À la fin des années 1970, les attentats d’Action directe, groupe armé d’extrême gauche secouent l’Hexagone. Le 1er mai 1979, jour de manif à Paris pour la fête du Travail, Nathalie Ménigon, 22 ans, membre fondatrice d’Action directe, et Jean-Marc Rouillan, 27 ans, figure de proue du mouvement, mitraillent en duo la façade du syndicat patronal CNPF, le Conseil national du patronat français, au 31 avenue Pierre-1er-de-Serbie, dans le 16e arrondissement de Paris. Le 17 novembre 1986, changement d’échelle en quatre détonations. Peu avant 20 heures, Nathalie Ménigon rejointe par Joëlle Aubron, elle aussi à l’aube de la trentaine, abat le PDG de la régie Renault, Georges Besse, alors qu’il quitte son domicile dans le quatorzième arrondissement de la capitale. Action directe revendique l’assassinat en raison « des dégâts sociaux provoqués par les décisions de licenciements massifs ».

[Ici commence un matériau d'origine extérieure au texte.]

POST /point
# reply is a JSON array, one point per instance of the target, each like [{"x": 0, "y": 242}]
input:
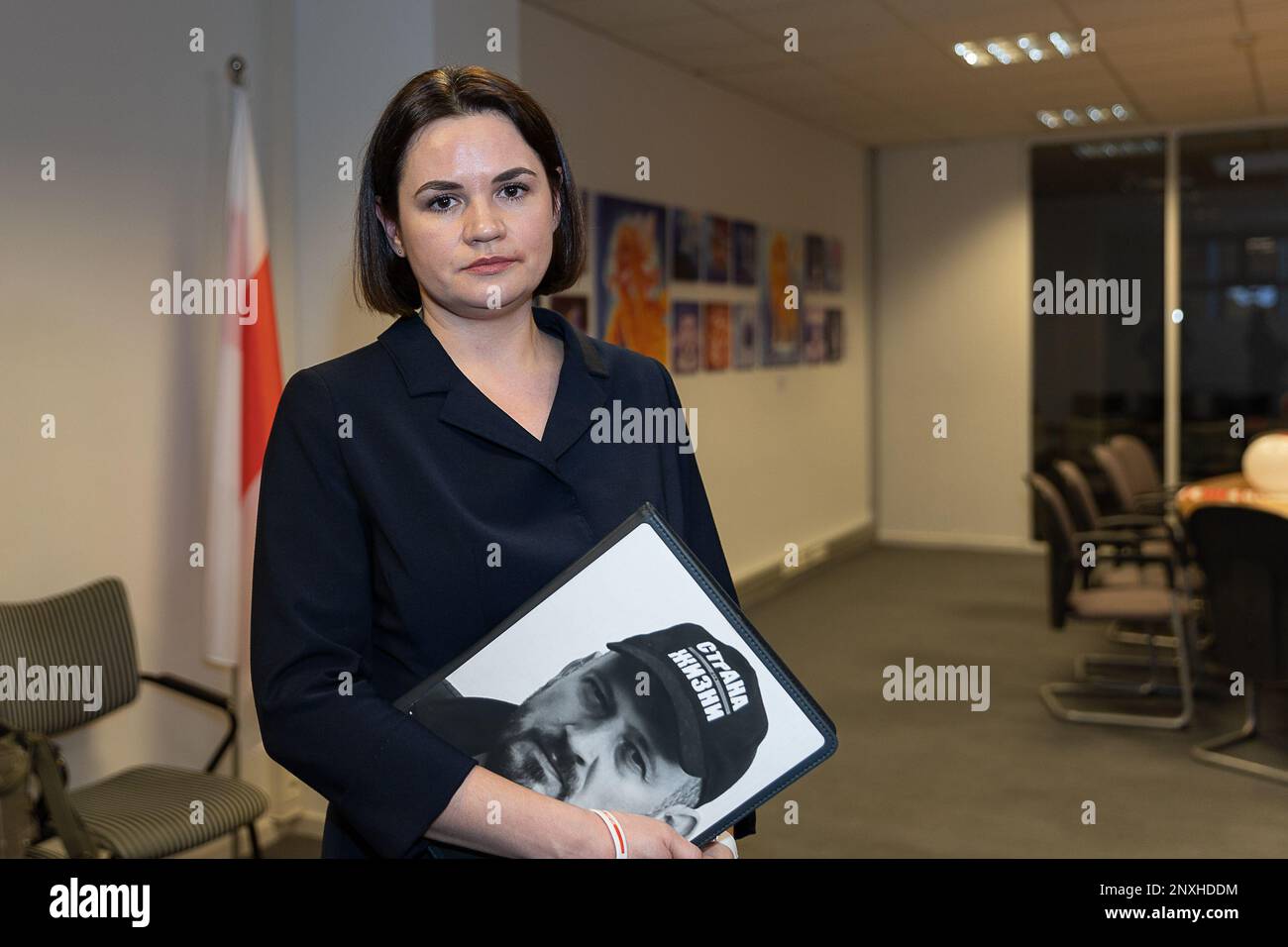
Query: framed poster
[
  {"x": 632, "y": 682},
  {"x": 630, "y": 261},
  {"x": 781, "y": 295},
  {"x": 688, "y": 338}
]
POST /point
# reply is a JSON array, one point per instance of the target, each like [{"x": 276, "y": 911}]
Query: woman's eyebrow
[{"x": 452, "y": 185}]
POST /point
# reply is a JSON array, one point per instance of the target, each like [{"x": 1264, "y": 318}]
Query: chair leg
[
  {"x": 1052, "y": 692},
  {"x": 1209, "y": 750},
  {"x": 1207, "y": 680},
  {"x": 254, "y": 840}
]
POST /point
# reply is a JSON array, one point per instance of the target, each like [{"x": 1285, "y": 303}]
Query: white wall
[
  {"x": 785, "y": 453},
  {"x": 138, "y": 127},
  {"x": 952, "y": 335}
]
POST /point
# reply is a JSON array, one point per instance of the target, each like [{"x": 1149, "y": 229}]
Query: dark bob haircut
[{"x": 382, "y": 279}]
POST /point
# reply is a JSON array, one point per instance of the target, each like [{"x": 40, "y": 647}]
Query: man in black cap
[{"x": 658, "y": 724}]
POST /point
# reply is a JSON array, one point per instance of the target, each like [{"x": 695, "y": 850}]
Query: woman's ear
[
  {"x": 390, "y": 230},
  {"x": 558, "y": 191}
]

« Il est antinomique d’être mère et de prendre les armes. L’Hagiographie militante prône le héros masculin, le fils, le frère. La femme est une gardienne de la maison, représentante de la patrie et de la fertilité. Elle est centrale dans les rites funéraires en faveur des hommes » – Isabelle Lacroix, chercheuse
Quand le terroriste devient la terroriste : la femme qui prend les armes à des fins idéologiques fascine. Les joues creuses, une écorchure sur celle de droite, un foulard à fleurs serré autour du cou, au milieu des années 1990 naît le mythe Florence Rey. Sa photo anthropométrique, prise au 36 quai des Orfèvres par les policiers qui viennent de l’arrêter inonde l’espace médiatique de ce mois d’octobre 1994. Elle s’invite même sur les t-shirts de quelques jeunes comme un symbole de liberté.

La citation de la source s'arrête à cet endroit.